As it has done in previous years, Ballet Hispánico will take over West 89th Street (between Amsterdam and Columbus Avenues), its home for 50 years. The event will include performances by the internationally renowned Company and prestigious School of Dance and Community Arts Partnerships students.
The Company will perform two numbers, a solo from Arabesque by Vicente Nebrada and an excerpt from 18+1 by Gustavo Ramírez Sansano.
Students from the School of Dance will also take to the stage and perform select numbers, including Flamenco Work and Ritmo y Ruido, from the 50th Anniversary Gala, and Salsa Work by Milteri Tucker. The newly formed Pa’lante Scholars will perform an excerpt from Bury Me Standing.

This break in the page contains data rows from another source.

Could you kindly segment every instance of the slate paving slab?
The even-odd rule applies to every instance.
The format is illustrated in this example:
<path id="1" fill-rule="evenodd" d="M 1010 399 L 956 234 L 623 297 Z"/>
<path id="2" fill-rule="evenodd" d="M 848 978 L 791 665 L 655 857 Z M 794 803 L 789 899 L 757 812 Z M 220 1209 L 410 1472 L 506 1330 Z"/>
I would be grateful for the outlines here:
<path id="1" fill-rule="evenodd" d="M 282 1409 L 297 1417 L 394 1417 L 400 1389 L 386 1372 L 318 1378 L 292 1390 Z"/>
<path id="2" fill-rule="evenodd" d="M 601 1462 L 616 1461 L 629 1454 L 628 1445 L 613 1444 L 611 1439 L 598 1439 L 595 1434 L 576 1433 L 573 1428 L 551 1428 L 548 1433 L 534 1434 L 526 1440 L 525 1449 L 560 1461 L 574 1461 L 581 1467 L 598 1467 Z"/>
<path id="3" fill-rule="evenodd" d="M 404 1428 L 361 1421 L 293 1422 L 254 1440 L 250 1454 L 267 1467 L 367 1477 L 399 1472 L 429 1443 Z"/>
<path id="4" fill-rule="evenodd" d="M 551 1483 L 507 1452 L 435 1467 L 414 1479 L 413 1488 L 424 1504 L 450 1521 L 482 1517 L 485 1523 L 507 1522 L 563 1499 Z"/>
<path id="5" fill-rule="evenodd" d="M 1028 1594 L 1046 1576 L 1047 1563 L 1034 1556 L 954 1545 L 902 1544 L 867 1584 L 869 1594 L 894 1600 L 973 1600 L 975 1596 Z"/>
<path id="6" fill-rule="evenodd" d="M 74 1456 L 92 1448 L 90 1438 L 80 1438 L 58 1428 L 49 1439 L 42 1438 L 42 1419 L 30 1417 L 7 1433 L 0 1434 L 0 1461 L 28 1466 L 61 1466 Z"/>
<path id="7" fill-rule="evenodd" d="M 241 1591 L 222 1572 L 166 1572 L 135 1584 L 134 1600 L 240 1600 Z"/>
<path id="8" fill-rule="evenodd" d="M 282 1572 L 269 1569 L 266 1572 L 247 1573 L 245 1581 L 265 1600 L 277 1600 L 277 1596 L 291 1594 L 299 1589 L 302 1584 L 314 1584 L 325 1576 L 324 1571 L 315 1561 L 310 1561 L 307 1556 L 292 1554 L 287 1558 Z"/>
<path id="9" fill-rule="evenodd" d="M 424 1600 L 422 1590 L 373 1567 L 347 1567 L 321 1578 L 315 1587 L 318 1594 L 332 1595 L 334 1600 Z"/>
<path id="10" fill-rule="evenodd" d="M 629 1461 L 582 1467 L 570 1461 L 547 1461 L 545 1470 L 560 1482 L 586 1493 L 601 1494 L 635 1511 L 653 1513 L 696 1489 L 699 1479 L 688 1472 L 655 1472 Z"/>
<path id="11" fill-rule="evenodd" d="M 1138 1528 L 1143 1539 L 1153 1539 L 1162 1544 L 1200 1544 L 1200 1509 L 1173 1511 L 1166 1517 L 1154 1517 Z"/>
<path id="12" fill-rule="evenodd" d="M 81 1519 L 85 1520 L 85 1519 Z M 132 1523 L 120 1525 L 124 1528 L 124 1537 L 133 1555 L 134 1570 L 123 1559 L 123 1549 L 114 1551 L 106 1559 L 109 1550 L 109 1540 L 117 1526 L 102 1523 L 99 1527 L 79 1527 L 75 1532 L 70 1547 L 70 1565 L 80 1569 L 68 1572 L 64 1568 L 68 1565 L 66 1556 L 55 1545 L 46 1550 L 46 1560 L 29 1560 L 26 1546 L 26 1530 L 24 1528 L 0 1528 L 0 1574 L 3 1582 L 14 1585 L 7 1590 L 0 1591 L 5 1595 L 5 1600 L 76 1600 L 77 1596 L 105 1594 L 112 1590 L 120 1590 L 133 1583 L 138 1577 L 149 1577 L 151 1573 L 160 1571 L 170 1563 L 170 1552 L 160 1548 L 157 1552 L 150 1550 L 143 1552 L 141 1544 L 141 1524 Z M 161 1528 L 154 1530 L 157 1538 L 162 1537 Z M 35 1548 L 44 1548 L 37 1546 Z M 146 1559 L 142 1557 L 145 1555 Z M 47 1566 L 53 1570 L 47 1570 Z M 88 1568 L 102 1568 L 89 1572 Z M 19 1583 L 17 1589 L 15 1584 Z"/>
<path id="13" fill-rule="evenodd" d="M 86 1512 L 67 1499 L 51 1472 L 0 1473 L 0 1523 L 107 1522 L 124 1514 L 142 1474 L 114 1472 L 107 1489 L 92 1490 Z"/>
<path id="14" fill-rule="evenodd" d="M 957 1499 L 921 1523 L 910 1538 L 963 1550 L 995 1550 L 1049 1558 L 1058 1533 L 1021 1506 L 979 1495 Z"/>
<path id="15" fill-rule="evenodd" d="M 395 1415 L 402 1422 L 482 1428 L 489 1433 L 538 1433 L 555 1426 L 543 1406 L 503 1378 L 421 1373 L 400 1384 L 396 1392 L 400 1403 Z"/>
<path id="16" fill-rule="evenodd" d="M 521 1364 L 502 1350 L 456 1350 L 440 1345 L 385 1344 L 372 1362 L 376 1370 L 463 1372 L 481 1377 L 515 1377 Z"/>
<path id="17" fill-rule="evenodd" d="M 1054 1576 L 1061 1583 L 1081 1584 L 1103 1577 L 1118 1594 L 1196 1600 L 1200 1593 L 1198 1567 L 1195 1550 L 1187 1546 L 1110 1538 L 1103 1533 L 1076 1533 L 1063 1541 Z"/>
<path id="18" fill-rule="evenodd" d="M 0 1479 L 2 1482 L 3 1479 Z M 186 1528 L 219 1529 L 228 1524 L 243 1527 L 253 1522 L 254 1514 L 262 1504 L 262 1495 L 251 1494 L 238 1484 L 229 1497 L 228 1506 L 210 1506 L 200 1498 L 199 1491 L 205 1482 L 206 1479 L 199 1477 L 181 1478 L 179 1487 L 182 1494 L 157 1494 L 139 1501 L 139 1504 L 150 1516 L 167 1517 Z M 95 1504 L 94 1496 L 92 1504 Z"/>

New to the block party this year and as part of its commitment to champion and amplify voices within its community, Ballet Hispánico will be inviting select Latinx dance companies from around New York City to perform as guest artists, including Bombazo Dance Company and Calpulli Mexican Dance Company as well as others, to be announced in the near future.
Additionally, The School of Dance will offer free dance classes at the event.
The Ballet Hispánico 2021 A La Calle Block Party is made possible by Con Edison of New York and Popular Bank. Major support is provided by Mutual of America.
About Ballet Hispánico
For fifty years Ballet Hispánico has been the leading voice intersecting artistic excellence and advocacy and is now the largest Latinx cultural organization in the United States and one of America’s Cultural Treasures. Ballet Hispánico brings communities together to celebrate and explore Latino cultures through innovative dance productions, transformative dance training, and enduring community engagement experiences. National Medal of Arts recipient Tina Ramirez founded Ballet Hispánico in 1970, at the height of the post-war civil rights movements. From its inception Ballet Hispánico focused on providing a haven for Black and Brown Latinx youth and families seeking artistic place and cultural sanctuary. By providing the space for Latinx dance and dancers to flourish, Ballet Hispánico uplifted marginalized emerging and working artists, which combined with the training, authenticity of voice, and power of representation, fueled the organization’s roots and trajectory. In 2009, Ballet Hispánico welcomed Eduardo Vilaro as its Artistic Director, ushering in a new era by inserting fresh energy to the company’s founding values and leading Ballet Hispánico into an artistically vibrant future. Today, Ballet Hispánico’s New York City headquarters house a School of Dance and state-of-the-art dance studios for its programs and the arts community. From its grassroots origins as a dance school and community-based Ballet Hispánico provides the physical home and cultural heart for Latinx dance in the United States. Ballet Hispánico has developed a robust public presence across its three main programs: its Company, School of Dance, and Community Arts Partnerships. Through its exemplary artistry, distinguished training program, and deep-rooted community engagement efforts Ballet Hispánico champions and amplifies underrepresented voices. For fifty years Ballet Hispánico has provided a place of honor for the omitted, overlooked, and oppressed, and has stood as a catalyst for social change. As it looks to the next fifty years and beyond, Ballet Hispánico seeks to empower, and give agency to, the Latinx experience and those individuals within it.